Pinkie Pie, a little slow on the uptake this once, pointed to the new pony. “Hi there! I haven't seen you around before!”

“I'm new in town!” The unicorn announced, giggling. Without any sort of clothes on, it was easy to steal a peek at her cutie mark: one half of a smiling face, one eye closed in laughter. She stuck out a hoof in greeting. “I'm Euporie!”

“I'm Pinkie Pie!” Pinkie bopped hooves with her.

“Nice to meet you, Pinkie Pie! And you, too, Applejack!” Euporie extended her hoof to the apple farmer, who was a little more reluctant to return the sudden greeting.

“Nice... to meet ya?” she replied, cautious. “I guess? You a friend of these ponies?”

“Just Master Shigure here!” Euporie bounced back to rustle the older stallion's gray mane.

“We just call him Antlers!” Pinkie said with a giggle.

“Antlers? That's good! Antlers!” Euporie shamelessly nuzzled the grizzled Neighponese retainer. “I'll call you Antlers from now on!”

Shigure's impassive expression strained, but didn't betray itself.
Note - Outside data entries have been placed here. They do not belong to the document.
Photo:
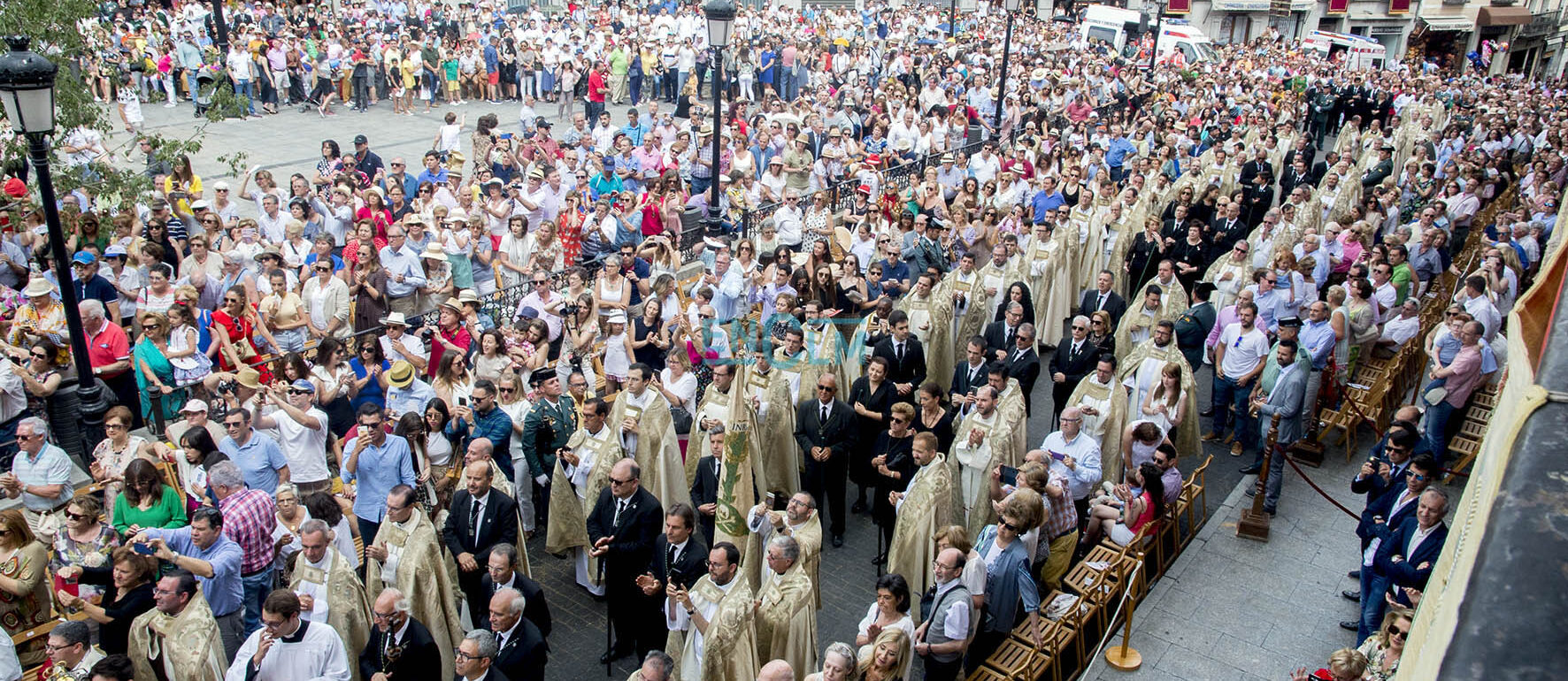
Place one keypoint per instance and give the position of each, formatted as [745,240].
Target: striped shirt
[248,518]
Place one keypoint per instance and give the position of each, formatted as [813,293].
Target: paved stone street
[1194,625]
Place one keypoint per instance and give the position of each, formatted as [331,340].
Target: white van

“But like I said,” Euporie continued, extraditing herself from the rather public embrace of the stallion. By now, everypony in Sugarcube Corner was either eyeing the group openly or while subtly pretending to eat. “The honorable thing is to earn that hat back, right? Antlers told me about how you lost it, Applejack. I can just call you Applejack, right?”

“Uh...” Still more than a little uncomfortable with her recent gendarme status, Applejack nodded slowly. “Ah guess...”

“How about a little contest?” The grinning unicorn suggested, seeming to give it a moment or two of deep thought. “Hmmm! Something fair. Hey! I've got it! You didn't have much luck fighting Antlers here before, so how about you just try and move him a little?”

“Move him a little?” Applejack asked, sounding partly sold on the idea. “What do'ya mean exactly?”

Pinkie noticed that Dewy and Squalls were both looking a bit sheepish, their expressions tight and discomforted. Probably because Antlers’ marefriend was around! That had to be kind of awkward! Even Cool Breeze was watching, carefully, over her shoulder. None of them looked like they were willing to talk, but then Breeze smirked, hiding it a moment later behind her cup of tea.

Too slow. Pinkie had still seen it. It was a mean sort of smirk, too, just like the kind Gilda used. That one definitely didn't have a lot of Pink Side points under her belt. At this rate it would be years before she unlocked the pink lightning or party storm techniques.

“Um,” Dewy tried to speak up, but the cheerful blue-maned unicorn glanced back at the trio.

“Something you wanted to say?” she asked, pleasantly.

“Y-Yumi-hime didn't want us to... by which I mean, Miss Applejack here is...”

“She's?” Euporie asked, still smiling wide enough to show teeth, “what, exactly?” White Dew turned his eyes down, muttering nothing intelligible.

“Good!” the bubbly unicorn turned back to Applejack. “As I was saying, this is super easy! No rules! I hate rules, don’t you? I'll just pick a spot outside, and all you have to do is move Antlers here an inch or two from that spot. You can push him, or kick him, or tickle him or trick him or whatever! You'll have eight tries. That sounds fair, doesn't it?”

Pinkie felt a twitch in her left elbow. What did that mean again?

“You're on!” Applejack cheered, patting her saddlebags and smirking. “This time, Ah'll even the score!”